Improving RAG Query Quality and Relevance
Techniques for rewriting user queries (HyDE, Expansion) and reranking results to boost retrieval accuracy in Retrieval-Augmented Generation.
Introduction
Retrieval-Augmented Generation (RAG) is only as good as the documents it retrieves. If the user asks a vague question, a naive semantic search will return vague results. In a production system like BlueRobin, we need to bridge the gap between what the user says and what the vector database (Qdrant) understands.
Why Query Transformation Matters:
- Ambiguity Resolution: Users often ask “What about the contract?” without specifying which contract.
- Vocabulary Mismatch: Users might say “money” while documents say “fiscal compensation”.
- Context Awareness: Queries often depend on previous turns in the conversation.
What We’ll Build
In this guide, we will implement a pipeline that sits before the semantic search. We will:
- Implement Query Expansion: Use an LLM to generate synonyms or related questions.
- Apply HyDE (Hypothetical Document Embeddings): Generate a fake “ideal” answer to search against.
- Add Reranking: Use a cross-encoder to re-score the top K results from Qdrant.
Architecture Overview
We are moving from a direct “User -> Embedding -> Search” flow to a more sophisticated pipeline.
flowchart LR
User -->|Query| LLM[LLM Rewriter]
LLM -->|HyDE/Expansion| Embed[Embedding Model]
Embed -->|Vector Search| Qdrant
Qdrant -->|Top 50 Candidates| Reranker[Cross-Encoder]
Reranker -->|Top 5 Contexts| Generator[LLM Answer]
classDef primary fill:#7c3aed,color:#fff
classDef secondary fill:#06b6d4,color:#fff
classDef db fill:#f43f5e,color:#fff
classDef warning fill:#fbbf24,color:#000
class LLM,Embed,Reranker,Generator primary
class Qdrant db
class User warning
Section 1: Query Expansion and Transformations
The first step is to fix the user’s input. We don’t want to search for the raw query if it’s poor quality.

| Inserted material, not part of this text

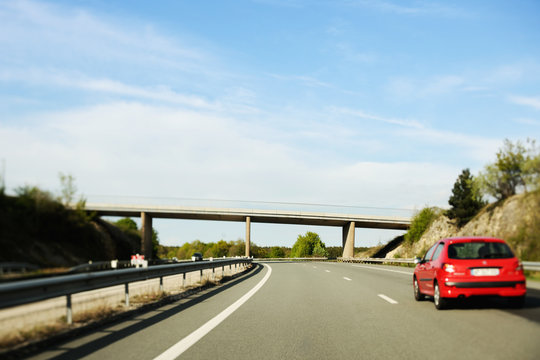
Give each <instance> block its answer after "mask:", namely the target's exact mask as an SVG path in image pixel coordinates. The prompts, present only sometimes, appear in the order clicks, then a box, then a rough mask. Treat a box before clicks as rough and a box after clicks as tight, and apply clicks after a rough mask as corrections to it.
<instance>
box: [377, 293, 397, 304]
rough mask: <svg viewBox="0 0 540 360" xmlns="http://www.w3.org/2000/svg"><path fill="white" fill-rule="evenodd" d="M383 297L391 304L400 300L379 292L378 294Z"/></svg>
mask: <svg viewBox="0 0 540 360" xmlns="http://www.w3.org/2000/svg"><path fill="white" fill-rule="evenodd" d="M378 296H379V297H380V298H381V299H383V300H386V301H388V302H389V303H390V304H397V303H398V302H397V301H396V300H394V299H392V298H389V297H388V296H386V295H384V294H379V295H378Z"/></svg>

HyDE (Hypothetical Document Embeddings)
HyDE asks the LLM to hallucinate a plausible answer, then embeds that answer to find real documents that look similar.

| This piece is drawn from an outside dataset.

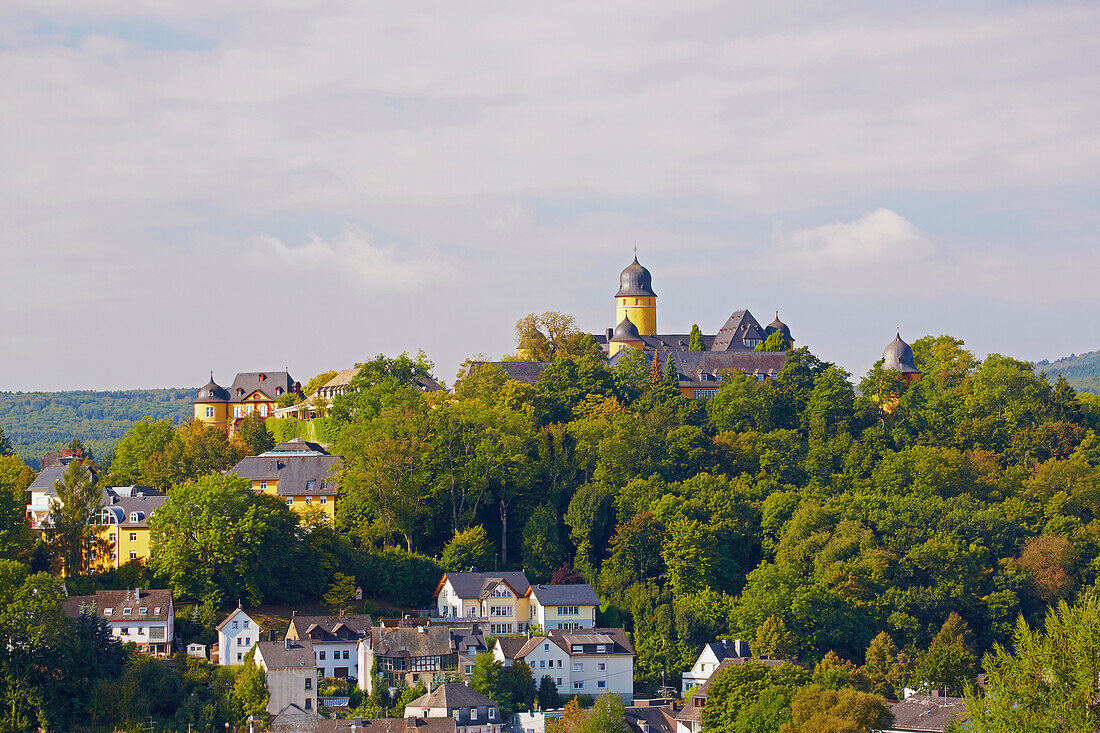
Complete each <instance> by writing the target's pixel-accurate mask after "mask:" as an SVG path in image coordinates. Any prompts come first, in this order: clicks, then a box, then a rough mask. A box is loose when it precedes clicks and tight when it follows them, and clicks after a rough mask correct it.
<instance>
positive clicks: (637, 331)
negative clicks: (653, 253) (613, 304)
mask: <svg viewBox="0 0 1100 733" xmlns="http://www.w3.org/2000/svg"><path fill="white" fill-rule="evenodd" d="M624 320H626V321H628V322H629V324H631V325H632V326H634V327H635V328H636V329H637V332H638V333H640V335H641V336H652V335H654V333H657V293H654V292H653V278H652V276H650V274H649V271H648V270H646V269H645V267H642V266H641V265H640V264H639V263H638V255H637V254H636V255H635V256H634V262H631V263H630V264H629V265H627V269H626V270H624V271H623V272H621V273H620V274H619V292H618V293H616V294H615V322H616V324H618V325H619V326H621V325H623V321H624ZM616 330H618V327H616ZM612 353H615V352H614V351H612Z"/></svg>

public async Task<string> GenerateHypotheticalAnswerAsync(string query)
{
var prompt = $@"
Please write a passage that answers the question: '{query}'.
Do not answer truthfully, just generate a plausible hypothetical response
containing the relevant keywords and structure.";
// Call Ollama or OpenAI
return await _aiService.CompleteAsync(prompt);
}
Multi-Query Expansion
Sometimes a single angle isn’t enough. We can ask the LLM to generate 3 different versions of the query.
- “How do I terminate the lease?”
- “What are the lease cancellation clauses?”
- “Legal requirements for ending a rental agreement.”
We execute all three searches in parallel against Qdrant and fuse the results (Reciprocal Rank Fusion).
Section 2: Semantic Search & Reranking
Once we have our better query (or queries), we hit Qdrant. However, vector distance (Cosine Similarity) is a proxy for relevance, not a guarantee.
The Reranking Step
Vector databases are fast (ANN - Approximate Nearest Neighbor) but can miss nuanced relationships. A Cross-Encoder model is slower but much more accurate because it looks at the query and document together.
We fetch 50 documents from Qdrant and pass them through a reranker.
// Using a local reranker or an API
var rerankRequest = new RerankRequest
{
Query = userQuery,
Documents = candidates.Select(c => c.Content).ToList(),
TopN = 5
};
var topResults = await _reranker.RankAsync(rerankRequest);
Section 3: Putting It All Together
In our SearchService, we orchestrate these steps.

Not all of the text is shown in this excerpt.